Policy Press

Unequal partners

User groups and community care

By Marian Barnes, Stephen Harrison, Maggie Mort and Polly Shardlow

Published

Feb 10, 1999

Page count

120 pages

ISBN

978-1861340566

Dimensions

234 x 156 mm

Imprint

Policy Press
Unequal partners

Self-organised user groups of social and health care services are playing an increasingly significant part within systems of local governance.

Based on detailed empirical work looking at the user and 'official' perspective, this report includes studies of user groups and officials in two policy areas - mental health and disability. The authors examine both the strategies user groups adopt to seek their objectives, and explore conceptual issues relating to notions of consumerism and citizenship. Unequal partners thus contributes to our understanding of the role of user self-organisation in empowering people as consumers, and in enabling excluded people to become 'active' citizens.

The authors discuss the way in which self-organisation may be supported without being controlled by officials in statutory agencies, highlighting the need to understand and distinguish between user self-organisation and user involvement.

The report concludes that if policy makers are genuinely committed to greater user involvement in design, planning and delivery of services, then user self-organisation needs to be both encouraged and supported materially, without being 'captured' or incorporated into management. The research points to the significance of 'user groups' in challenging the exclusion of disabled citizens from all aspects of social, economic, political and cultural life.

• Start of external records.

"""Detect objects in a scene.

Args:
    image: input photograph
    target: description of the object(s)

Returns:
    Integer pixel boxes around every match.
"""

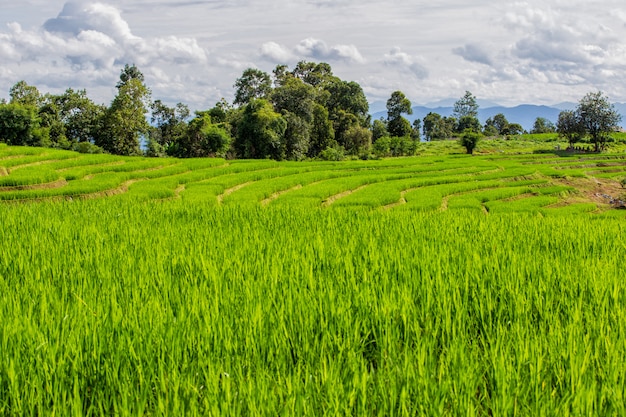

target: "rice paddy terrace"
[0,146,626,216]
[0,141,626,416]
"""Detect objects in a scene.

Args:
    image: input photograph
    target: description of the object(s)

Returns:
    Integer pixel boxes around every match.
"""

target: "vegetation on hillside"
[0,61,621,160]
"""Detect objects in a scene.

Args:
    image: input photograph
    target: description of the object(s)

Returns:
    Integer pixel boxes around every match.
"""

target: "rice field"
[0,145,626,416]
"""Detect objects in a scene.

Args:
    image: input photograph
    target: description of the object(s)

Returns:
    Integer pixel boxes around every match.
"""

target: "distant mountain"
[372,100,626,131]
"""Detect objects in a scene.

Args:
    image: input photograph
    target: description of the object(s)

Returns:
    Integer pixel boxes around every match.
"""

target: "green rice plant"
[0,202,626,416]
[0,167,60,187]
[543,203,598,215]
[485,195,560,214]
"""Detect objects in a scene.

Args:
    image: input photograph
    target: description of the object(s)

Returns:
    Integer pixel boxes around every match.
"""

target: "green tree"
[556,110,585,148]
[576,91,622,152]
[0,103,39,146]
[422,112,443,142]
[530,117,556,133]
[271,77,317,123]
[115,64,145,90]
[455,116,482,133]
[176,111,232,158]
[9,80,43,109]
[234,68,272,106]
[52,88,106,144]
[387,91,413,137]
[282,110,311,161]
[292,61,334,87]
[503,123,524,136]
[309,103,337,157]
[459,129,481,155]
[149,100,190,150]
[411,119,422,142]
[484,113,509,136]
[344,124,372,155]
[453,91,478,120]
[372,118,389,143]
[96,65,150,155]
[235,99,287,159]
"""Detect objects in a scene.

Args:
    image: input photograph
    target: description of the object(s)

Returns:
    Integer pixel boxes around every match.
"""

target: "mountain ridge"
[371,100,626,131]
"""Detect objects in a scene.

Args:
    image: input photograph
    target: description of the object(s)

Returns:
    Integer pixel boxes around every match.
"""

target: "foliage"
[484,113,509,136]
[530,117,556,133]
[0,103,39,146]
[235,99,287,159]
[453,91,479,119]
[557,110,585,148]
[95,65,150,155]
[576,91,622,152]
[234,68,272,105]
[459,129,481,155]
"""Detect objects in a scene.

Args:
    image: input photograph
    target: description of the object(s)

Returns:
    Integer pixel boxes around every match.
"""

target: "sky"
[0,0,626,111]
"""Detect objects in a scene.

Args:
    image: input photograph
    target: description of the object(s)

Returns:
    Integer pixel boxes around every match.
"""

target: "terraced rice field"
[0,145,626,416]
[0,146,626,216]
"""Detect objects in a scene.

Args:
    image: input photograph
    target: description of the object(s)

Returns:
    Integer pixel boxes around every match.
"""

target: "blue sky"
[0,0,626,109]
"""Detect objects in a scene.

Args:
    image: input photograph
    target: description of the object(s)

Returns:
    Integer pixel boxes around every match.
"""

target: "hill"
[372,102,626,131]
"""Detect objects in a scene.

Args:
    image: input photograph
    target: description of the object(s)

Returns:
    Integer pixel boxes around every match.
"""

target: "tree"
[9,80,42,109]
[235,99,287,159]
[422,112,443,142]
[372,117,389,143]
[576,91,622,152]
[411,119,422,142]
[530,117,556,133]
[453,91,478,120]
[96,65,150,155]
[52,88,106,144]
[484,113,509,136]
[387,91,413,137]
[282,110,311,161]
[344,125,372,155]
[115,64,145,90]
[459,129,481,155]
[455,116,482,133]
[271,78,316,123]
[292,61,334,87]
[503,123,524,136]
[173,111,231,158]
[150,100,190,150]
[308,103,337,157]
[556,110,585,148]
[0,103,39,146]
[234,68,272,106]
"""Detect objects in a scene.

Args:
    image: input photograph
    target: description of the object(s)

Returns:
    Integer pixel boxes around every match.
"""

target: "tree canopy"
[0,61,621,160]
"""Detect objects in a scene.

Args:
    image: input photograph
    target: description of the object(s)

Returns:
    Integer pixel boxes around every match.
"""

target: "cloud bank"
[0,0,626,109]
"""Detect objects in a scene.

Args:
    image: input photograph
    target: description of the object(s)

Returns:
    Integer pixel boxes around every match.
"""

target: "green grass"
[0,200,626,415]
[0,144,626,416]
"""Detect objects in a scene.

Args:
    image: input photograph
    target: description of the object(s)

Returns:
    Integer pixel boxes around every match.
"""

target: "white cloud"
[260,42,294,64]
[0,0,626,109]
[383,47,428,79]
[295,38,365,64]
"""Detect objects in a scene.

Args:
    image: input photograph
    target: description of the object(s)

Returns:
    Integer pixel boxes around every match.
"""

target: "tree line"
[0,61,621,160]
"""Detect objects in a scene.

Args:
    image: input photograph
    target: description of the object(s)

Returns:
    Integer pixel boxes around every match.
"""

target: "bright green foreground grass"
[0,198,626,416]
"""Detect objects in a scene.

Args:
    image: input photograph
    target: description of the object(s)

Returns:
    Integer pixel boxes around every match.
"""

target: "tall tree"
[9,80,43,109]
[234,68,272,106]
[453,91,478,120]
[556,110,585,148]
[485,113,509,136]
[576,91,622,152]
[96,65,150,155]
[235,99,287,159]
[309,103,337,157]
[150,100,190,149]
[530,117,556,133]
[0,103,39,146]
[387,91,413,137]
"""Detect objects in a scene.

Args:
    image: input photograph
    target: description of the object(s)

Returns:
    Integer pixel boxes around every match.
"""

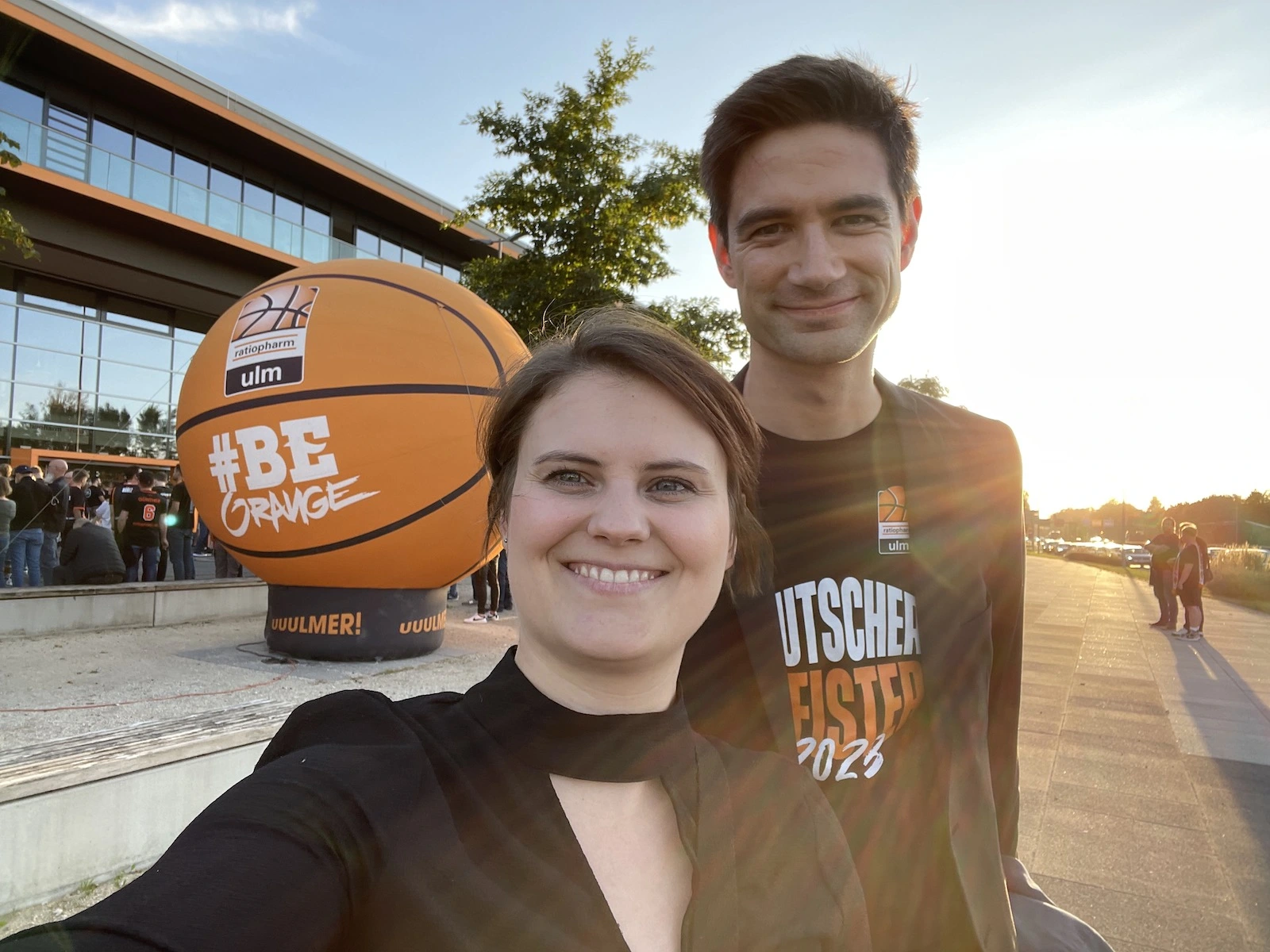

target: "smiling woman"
[0,313,872,952]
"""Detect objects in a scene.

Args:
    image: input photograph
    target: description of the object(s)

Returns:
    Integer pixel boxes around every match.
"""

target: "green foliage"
[899,374,949,400]
[644,297,749,370]
[449,40,745,363]
[0,132,40,258]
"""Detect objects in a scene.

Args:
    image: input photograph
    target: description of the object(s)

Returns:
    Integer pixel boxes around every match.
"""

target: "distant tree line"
[1043,490,1270,546]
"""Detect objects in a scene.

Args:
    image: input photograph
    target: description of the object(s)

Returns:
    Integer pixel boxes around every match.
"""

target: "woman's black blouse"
[0,649,870,952]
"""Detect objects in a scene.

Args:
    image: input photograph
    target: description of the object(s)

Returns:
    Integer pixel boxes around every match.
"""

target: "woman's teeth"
[569,562,663,584]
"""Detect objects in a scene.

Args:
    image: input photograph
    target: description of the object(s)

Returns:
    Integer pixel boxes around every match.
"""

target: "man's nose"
[789,225,847,290]
[587,485,650,546]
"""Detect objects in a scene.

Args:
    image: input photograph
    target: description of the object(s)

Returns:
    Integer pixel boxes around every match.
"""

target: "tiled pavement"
[1018,559,1270,952]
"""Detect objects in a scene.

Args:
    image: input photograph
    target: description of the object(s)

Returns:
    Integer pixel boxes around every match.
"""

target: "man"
[9,466,53,588]
[1172,522,1208,641]
[40,459,71,585]
[683,56,1106,952]
[167,466,194,582]
[1145,516,1181,631]
[154,470,171,582]
[62,470,87,544]
[53,518,127,585]
[117,472,167,582]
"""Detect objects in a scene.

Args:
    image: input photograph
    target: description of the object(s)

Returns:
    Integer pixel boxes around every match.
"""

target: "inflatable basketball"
[176,260,527,593]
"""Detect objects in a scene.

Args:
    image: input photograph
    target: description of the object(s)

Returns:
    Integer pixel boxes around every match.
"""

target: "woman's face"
[506,370,733,666]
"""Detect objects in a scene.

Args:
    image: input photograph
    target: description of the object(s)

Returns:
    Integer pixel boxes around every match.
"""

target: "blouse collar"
[464,646,694,783]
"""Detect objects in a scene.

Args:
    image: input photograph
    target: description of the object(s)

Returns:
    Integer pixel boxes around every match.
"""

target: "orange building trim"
[8,163,307,268]
[0,0,521,262]
[9,447,180,471]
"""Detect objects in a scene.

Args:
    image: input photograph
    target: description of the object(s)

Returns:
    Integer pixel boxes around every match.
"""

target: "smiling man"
[683,56,1106,952]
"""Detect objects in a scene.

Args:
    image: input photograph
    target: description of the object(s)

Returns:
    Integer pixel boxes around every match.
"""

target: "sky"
[62,0,1270,516]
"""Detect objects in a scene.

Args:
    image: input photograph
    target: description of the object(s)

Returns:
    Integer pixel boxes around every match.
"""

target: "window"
[102,328,171,377]
[135,136,171,175]
[93,118,132,159]
[0,80,44,125]
[14,347,80,390]
[173,152,207,188]
[17,307,80,354]
[48,103,87,142]
[243,182,273,213]
[273,194,305,225]
[98,360,171,405]
[212,167,243,202]
[305,205,330,235]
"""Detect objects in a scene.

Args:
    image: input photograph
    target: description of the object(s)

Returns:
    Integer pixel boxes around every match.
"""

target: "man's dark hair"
[701,55,918,243]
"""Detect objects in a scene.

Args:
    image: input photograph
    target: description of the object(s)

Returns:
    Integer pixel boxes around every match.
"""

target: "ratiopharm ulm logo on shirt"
[878,486,908,555]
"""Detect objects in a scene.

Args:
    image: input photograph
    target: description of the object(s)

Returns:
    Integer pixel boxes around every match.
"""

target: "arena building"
[0,0,523,478]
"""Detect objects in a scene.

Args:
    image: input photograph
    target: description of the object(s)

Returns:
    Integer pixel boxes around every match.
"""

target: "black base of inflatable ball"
[264,585,446,662]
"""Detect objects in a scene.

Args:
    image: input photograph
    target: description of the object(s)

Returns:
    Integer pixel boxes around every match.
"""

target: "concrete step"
[0,701,292,914]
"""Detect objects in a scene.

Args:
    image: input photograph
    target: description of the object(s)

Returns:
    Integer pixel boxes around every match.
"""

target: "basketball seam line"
[216,466,485,559]
[176,383,498,436]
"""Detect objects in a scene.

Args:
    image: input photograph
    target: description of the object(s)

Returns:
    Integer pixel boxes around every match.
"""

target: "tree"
[0,132,40,258]
[899,374,949,400]
[449,40,745,363]
[646,297,749,370]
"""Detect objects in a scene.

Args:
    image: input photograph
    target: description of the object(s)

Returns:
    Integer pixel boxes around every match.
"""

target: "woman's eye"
[544,470,587,486]
[649,476,695,495]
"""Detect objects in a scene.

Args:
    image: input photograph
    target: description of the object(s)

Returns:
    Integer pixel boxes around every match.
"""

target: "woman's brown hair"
[480,307,771,595]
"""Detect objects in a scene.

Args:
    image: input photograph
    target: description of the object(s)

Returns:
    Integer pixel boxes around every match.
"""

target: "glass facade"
[0,274,203,459]
[0,81,472,277]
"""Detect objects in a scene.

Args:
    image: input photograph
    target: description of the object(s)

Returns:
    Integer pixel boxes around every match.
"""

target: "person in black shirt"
[0,313,872,952]
[683,56,1106,952]
[40,459,71,585]
[167,466,194,582]
[1147,516,1181,631]
[118,472,167,582]
[9,466,53,588]
[1173,522,1208,641]
[53,519,127,585]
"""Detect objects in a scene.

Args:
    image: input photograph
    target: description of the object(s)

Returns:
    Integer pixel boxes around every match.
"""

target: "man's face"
[710,123,922,364]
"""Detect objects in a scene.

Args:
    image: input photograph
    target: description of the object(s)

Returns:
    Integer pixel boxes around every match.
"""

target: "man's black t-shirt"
[122,486,164,548]
[66,485,87,531]
[741,405,967,952]
[171,482,194,532]
[42,476,71,536]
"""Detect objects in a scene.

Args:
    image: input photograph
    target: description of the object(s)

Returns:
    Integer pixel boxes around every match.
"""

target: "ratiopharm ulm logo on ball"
[176,260,527,658]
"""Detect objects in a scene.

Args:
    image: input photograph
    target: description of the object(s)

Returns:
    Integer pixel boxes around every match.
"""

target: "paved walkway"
[1018,557,1270,952]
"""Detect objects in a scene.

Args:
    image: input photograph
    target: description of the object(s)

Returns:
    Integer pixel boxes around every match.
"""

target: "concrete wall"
[0,579,269,637]
[0,741,267,914]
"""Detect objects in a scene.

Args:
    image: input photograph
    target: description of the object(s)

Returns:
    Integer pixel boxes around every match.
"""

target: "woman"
[0,313,868,952]
[0,477,17,585]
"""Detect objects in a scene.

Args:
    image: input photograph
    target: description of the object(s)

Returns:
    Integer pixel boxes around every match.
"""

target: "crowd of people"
[0,459,243,588]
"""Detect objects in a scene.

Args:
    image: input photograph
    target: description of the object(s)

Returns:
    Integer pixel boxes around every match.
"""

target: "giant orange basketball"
[176,260,527,589]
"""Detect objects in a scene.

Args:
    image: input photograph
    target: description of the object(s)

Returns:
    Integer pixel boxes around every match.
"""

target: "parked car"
[1120,544,1151,569]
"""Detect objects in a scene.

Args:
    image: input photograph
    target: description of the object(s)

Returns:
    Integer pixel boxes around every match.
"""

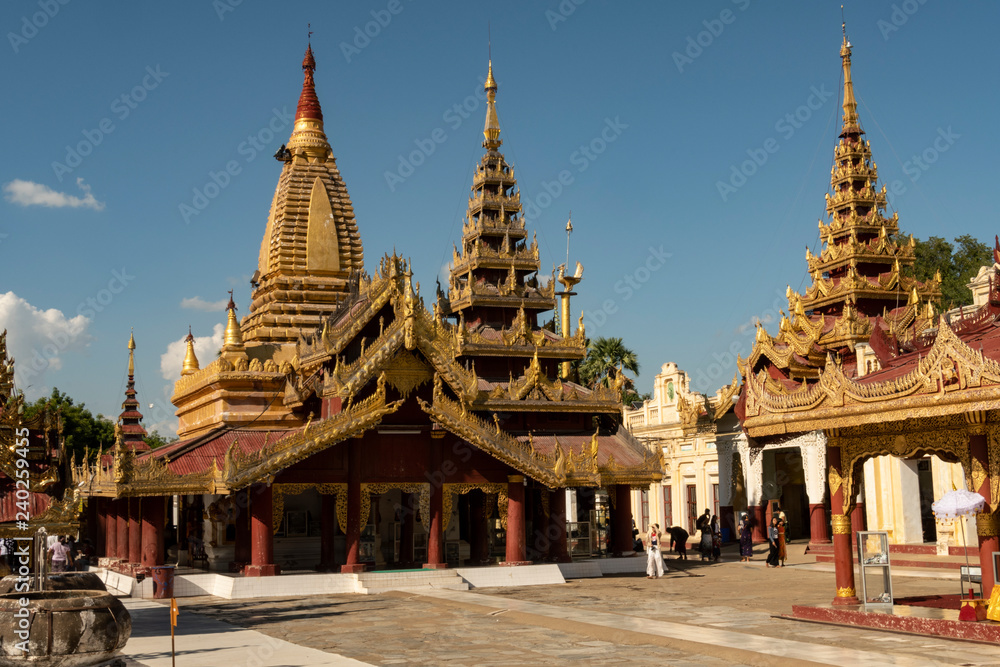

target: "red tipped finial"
[295,37,323,120]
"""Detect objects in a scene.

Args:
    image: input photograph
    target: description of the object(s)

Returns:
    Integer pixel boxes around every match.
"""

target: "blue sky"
[0,0,1000,432]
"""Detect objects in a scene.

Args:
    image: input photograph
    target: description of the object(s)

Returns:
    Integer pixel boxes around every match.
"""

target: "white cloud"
[181,296,229,313]
[0,292,91,400]
[3,178,104,211]
[160,324,226,380]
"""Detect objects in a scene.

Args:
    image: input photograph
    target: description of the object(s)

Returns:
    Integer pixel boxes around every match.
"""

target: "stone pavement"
[109,545,1000,667]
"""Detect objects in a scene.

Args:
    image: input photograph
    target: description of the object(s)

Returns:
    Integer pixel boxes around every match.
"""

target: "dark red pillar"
[128,498,142,565]
[543,489,573,563]
[103,498,118,559]
[469,490,490,565]
[500,475,530,565]
[399,491,418,567]
[424,438,448,570]
[972,424,1000,599]
[809,503,830,544]
[747,501,767,544]
[316,494,337,572]
[608,484,635,556]
[826,444,859,605]
[340,438,365,574]
[243,484,281,577]
[141,497,165,567]
[720,505,740,544]
[230,489,250,572]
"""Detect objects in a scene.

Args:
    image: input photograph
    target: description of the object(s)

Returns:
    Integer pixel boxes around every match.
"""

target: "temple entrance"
[763,447,810,540]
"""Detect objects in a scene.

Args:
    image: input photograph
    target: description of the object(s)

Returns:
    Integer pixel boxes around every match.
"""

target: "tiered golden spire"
[181,327,200,375]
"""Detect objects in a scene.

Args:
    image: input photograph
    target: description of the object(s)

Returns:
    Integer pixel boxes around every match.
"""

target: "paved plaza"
[115,549,1000,667]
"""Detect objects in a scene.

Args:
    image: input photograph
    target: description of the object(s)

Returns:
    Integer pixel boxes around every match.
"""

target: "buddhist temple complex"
[719,26,1000,604]
[54,47,662,576]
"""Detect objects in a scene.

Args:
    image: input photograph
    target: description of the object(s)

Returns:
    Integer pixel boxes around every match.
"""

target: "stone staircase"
[355,569,469,595]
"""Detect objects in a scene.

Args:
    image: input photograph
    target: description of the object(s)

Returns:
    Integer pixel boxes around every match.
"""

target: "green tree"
[913,234,993,308]
[580,338,640,402]
[24,388,115,458]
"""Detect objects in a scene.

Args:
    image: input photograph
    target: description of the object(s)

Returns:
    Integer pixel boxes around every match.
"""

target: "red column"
[747,500,767,544]
[115,498,128,562]
[608,484,635,556]
[720,505,740,544]
[972,426,1000,599]
[826,445,859,605]
[128,498,142,565]
[104,498,118,559]
[469,490,490,565]
[545,489,573,563]
[501,475,530,565]
[230,489,252,571]
[141,497,165,567]
[243,484,281,577]
[399,491,417,567]
[809,503,830,544]
[340,438,365,573]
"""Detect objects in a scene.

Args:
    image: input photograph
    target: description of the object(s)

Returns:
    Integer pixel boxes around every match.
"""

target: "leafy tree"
[580,337,639,402]
[24,388,115,458]
[913,234,993,308]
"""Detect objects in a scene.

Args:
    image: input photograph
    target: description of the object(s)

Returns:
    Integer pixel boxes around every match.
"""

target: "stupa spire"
[118,333,149,452]
[840,22,863,137]
[181,327,200,375]
[483,58,503,151]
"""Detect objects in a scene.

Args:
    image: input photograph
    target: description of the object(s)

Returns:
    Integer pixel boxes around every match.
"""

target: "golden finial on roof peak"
[128,330,135,375]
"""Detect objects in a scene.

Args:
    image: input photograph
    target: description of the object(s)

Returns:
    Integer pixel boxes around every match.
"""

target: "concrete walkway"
[115,599,369,667]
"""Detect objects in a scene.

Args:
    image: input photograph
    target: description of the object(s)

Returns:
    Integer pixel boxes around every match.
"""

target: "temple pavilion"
[719,26,1000,604]
[73,47,662,576]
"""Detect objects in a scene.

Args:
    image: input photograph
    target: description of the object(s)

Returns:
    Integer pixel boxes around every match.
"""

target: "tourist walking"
[646,523,663,579]
[736,512,753,563]
[709,514,722,561]
[667,526,689,560]
[767,516,781,567]
[697,510,712,560]
[778,512,788,567]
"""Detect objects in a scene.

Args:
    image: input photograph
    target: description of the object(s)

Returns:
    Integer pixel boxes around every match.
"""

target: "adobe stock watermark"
[521,116,628,224]
[690,290,788,394]
[177,107,294,225]
[7,0,70,55]
[340,0,405,64]
[670,0,750,74]
[886,125,962,197]
[875,0,927,42]
[52,65,170,183]
[583,244,673,333]
[715,84,833,202]
[545,0,587,32]
[17,266,135,382]
[383,79,486,192]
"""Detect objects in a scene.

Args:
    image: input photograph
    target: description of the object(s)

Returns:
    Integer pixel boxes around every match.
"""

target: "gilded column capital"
[830,514,851,535]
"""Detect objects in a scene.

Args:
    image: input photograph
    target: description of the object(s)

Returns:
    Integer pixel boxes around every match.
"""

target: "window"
[687,484,698,535]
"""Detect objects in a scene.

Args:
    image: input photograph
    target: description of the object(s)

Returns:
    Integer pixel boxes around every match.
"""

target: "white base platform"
[94,558,646,600]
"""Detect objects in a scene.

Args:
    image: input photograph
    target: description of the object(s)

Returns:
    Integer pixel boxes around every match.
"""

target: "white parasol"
[931,489,986,593]
[931,489,986,519]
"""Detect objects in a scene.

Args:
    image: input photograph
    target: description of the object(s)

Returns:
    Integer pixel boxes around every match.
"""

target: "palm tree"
[580,338,639,399]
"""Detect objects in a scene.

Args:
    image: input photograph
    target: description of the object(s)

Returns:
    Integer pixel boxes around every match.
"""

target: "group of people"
[48,535,94,572]
[736,512,788,567]
[636,510,722,579]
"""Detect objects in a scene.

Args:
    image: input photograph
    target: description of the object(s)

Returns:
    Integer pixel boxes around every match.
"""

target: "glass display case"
[858,530,892,609]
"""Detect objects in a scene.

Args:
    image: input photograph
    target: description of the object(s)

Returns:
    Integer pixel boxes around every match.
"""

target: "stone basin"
[0,590,132,667]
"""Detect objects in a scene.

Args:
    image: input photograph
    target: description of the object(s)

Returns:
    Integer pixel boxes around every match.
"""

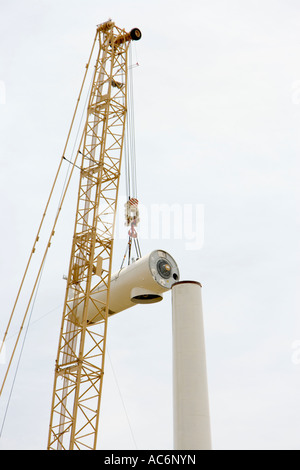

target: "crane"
[0,20,141,450]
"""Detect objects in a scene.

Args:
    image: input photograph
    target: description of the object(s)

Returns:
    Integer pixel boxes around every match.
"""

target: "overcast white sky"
[0,0,300,449]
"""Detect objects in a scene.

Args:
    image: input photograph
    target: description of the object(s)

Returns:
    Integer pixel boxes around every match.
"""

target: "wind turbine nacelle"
[68,250,179,324]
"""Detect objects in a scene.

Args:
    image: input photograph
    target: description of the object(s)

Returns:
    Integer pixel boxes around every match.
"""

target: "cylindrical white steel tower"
[172,281,211,450]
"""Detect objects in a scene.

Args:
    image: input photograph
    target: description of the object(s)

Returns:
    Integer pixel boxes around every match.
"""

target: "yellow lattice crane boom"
[48,21,141,450]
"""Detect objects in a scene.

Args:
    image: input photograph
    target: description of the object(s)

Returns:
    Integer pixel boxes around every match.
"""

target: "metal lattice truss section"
[48,22,129,449]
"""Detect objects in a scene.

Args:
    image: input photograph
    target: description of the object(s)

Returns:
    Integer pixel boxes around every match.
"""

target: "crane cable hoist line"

Unequal partners is essential reading for health and social care policy makers and practitioners, lobby and pressure groups, students and academics in health and social policy and local government studies, and users.

"... could provoke some very uncomfortable reflection in the education and training field." Social Work Education

Marian Barnes is Emeritus Professor of Social Policy, University of Brighton. She is author of many publications on care, participation, ageing and mental health.

Stephen Harrison is based in the Nuffield Institute of Health at the University of Leeds

Maggie Mort is Professor in the Sociology of Science, Technology & Medicine at Lancaster University.

Polly Shardlow is a forensic social worker.

Contents: The policy context; The research; Advocacy and joint working: a mental health case study; Implementing the social model of disability - after the honeymoon; Consumers and citizens; Conclusion.